Im juristischen Dauerstreit gegen die vorläufige Suspendierung zog auch der bei Münster lebende irische Springreiter Denis Lynch am Donnerstag vor der 13. Zivilkammer in Dortmund den Kürzeren. "Die Sperren sind in beiden Fällen nicht zu beanstanden, weil der dringende Verdacht von unerlaubten Medikationsfällen besteht", sagte eine Sprecherin des Gerichts.

Damit bewertete die Kammer die Schwere der Vergehen von Seiten der Reiter stärker als persönliche Einbußen wie etwa den Verdienstausfall. In seiner Begründung hielt sich das Gericht dicht an der Linie der FEI. Durch den Nachweis der Einnahme des für den Wettkampf unerlaubten Mittels Capsaicin bei den Pferden von Ahlmann und Lynch sei die Möglichkeit einer Beeinflussung der "Leistungsfähigkeit der Tiere durch Linderung von Schmerzen" gegeben.

Tatort Peking

Der ehemalige Doppel-Europameister Ahlmann und Lynch gehören zu einer Gruppe von fünf Springreitern, die seit den Olympischen Reiterspielen durch die FEI gesperrt sind, weil ihre Pferde in Hongkong auf Capsaicin oder ähnliche Substanzen positiv getestet worden waren. Gegen Ahlmann und Lynch sowie gegen den Norweger Tony Andre Hansen sind vor dem FEI-Tribunal Verfahren anhängig. Lediglich in den Fällen der brasilianischen Reiter Rodrigo Pessoa (viereinhalb Monate Sperre) und Bernardo Alves (dreieinhalb Monate) wurden Urteile gesprochen.

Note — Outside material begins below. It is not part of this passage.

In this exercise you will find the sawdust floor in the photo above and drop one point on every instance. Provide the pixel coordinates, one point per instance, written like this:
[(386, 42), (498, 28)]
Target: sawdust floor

Mit der Entscheidung gegen die Reiter machte das Landgericht das augenblickliche Urteil-Chaos im internationalen Springreiten perfekt. In Rio de Janeiro hatte ein Zivilgericht am Dienstag Rodrigo Pesso die Starterlaubnis für das mit einer Million Euro dotierte Finale der Global Champions Tour (GCT) am Wochenende in Sao Paulo erteilt, ehe die FEI am Mittwochabend Widerstand ankündigte.

Der deutsche Springreiter Daniel Deusser, dem nach einem positiven Medikationsfall bei seinem Pferd vom nationalen Verband FN die Jahresturnierlizenz entzogen worden war, hatte sich am Mittwoch ebenfalls vor einem Landgericht die Startgenehmigung für Sao Paulo erstritten. Im Fall Ahlmann und Lynch blieb das Gericht jedoch hart.